I am currently trying to take stored dataset tags I have and form a new dictionary for each dataset (column names would be keys, and values would be values, only one row per dataset). When I print the type after reading these tags, it says its a java.util.ArrayList. When I try to convert it to a pyDataset using system.dataset.toPyDataset. I get the following error:
TypeError: toPyDataSet(): 1st arg can't be coerced to com.inductiveautomation.ignition.common.Dataset
Is there any way I can convert my datasets to pyDatasets/is there a way I can form these dictionaries using java scripting from this datatype (no experience in Java).
I just want to be able be able to convert it into the following dictionary { "Flow Rate": 0.0028, "Pressure": 0.0057, "Temperature": 0.0067.
Keep in mind that I have this dataset stored in a tag, only shown on table for visualization and cant do scripting based off dataset shown on table. Any advise would be extremely appreciated, thanks!
You say that the tag is a Dataset tag, but what is it really? How are you getting the value from the tag? If I look at a dataset tag that I have in the tag browser, this is what I see.
This is what I can see from the tag. I have the table building as you progress through pressing buttons and there is another row added below it. If its possible, it would be helpful if I could take this dataset from the table with two rows and make each row a dictionary and then make a list of dicts from that. Not sure if that's possible though.
It is trivial with my Simulation Aids module, with an expression binding like so:
forEach(
{Coefficients/MLR},
asMap(it())
)
This will work perfectly in Perspective. The problem you will have in Vision is that Vision has no custom property type that will hold the result. This will be true if you use a script to produce this, too.
Can you show the script that you are using to get the value of the tag, that is producing the typeError?
Specifically how you are reading the tag, and the path that is used?.
This is possible, though I am still not convinced this information needs to be stored as a tag. It is a common misconception that new users of the platform make that everything needs to be a tag. It doesn't. A custom property is much more suited to this, if there is no reason for these datasets to be global to the system.
Needs to be, because the idea is to be able to generate multiple model types coefficients based on json data that is passed into it. Idea was to create a different tag per model type and hold to store.

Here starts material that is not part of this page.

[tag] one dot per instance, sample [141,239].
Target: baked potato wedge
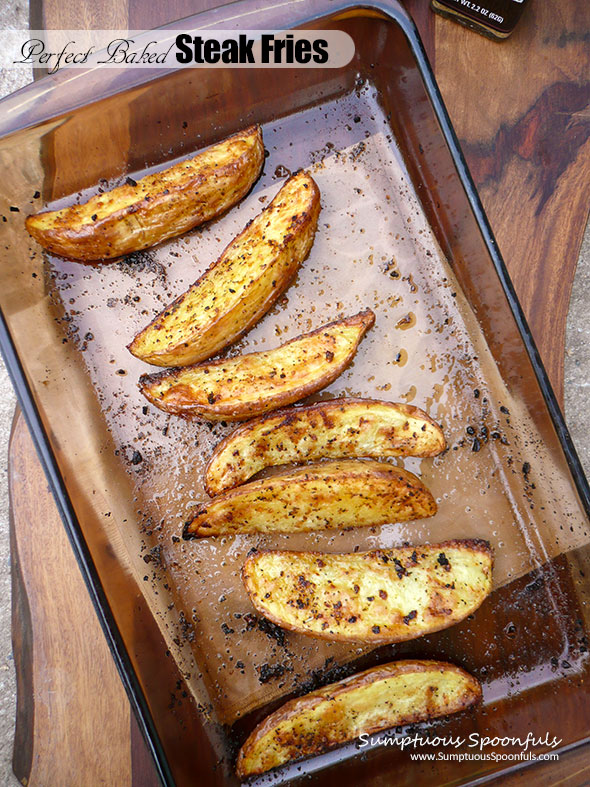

system.tag.readBlocking() takes and returns a list . You should be getting your values like this:
tagPaths = ['[default]Coefficients/MLR','[defalut]CombinedData/MLR']
dataset1,dataset2 = [system.dataset.toPyDataSet(qv.value) for qv in system.tag.readBlocking(tagPaths)]
Then to convert a dataset to a list of dictionaries you would do something like:
toFlask = [{columnName:row[columnName] for row in dataset1} for columnName in dataset1.getColumnNames()]
I'd expect it not to matter much for most use cases.
Write for readability/simplicity first, then optimize if needed.
Though I guess if the operations are abstracted away, might as well use the most performant method... But as long as I haven't timed them, I won't even try to guess if there's a meaningful performance difference.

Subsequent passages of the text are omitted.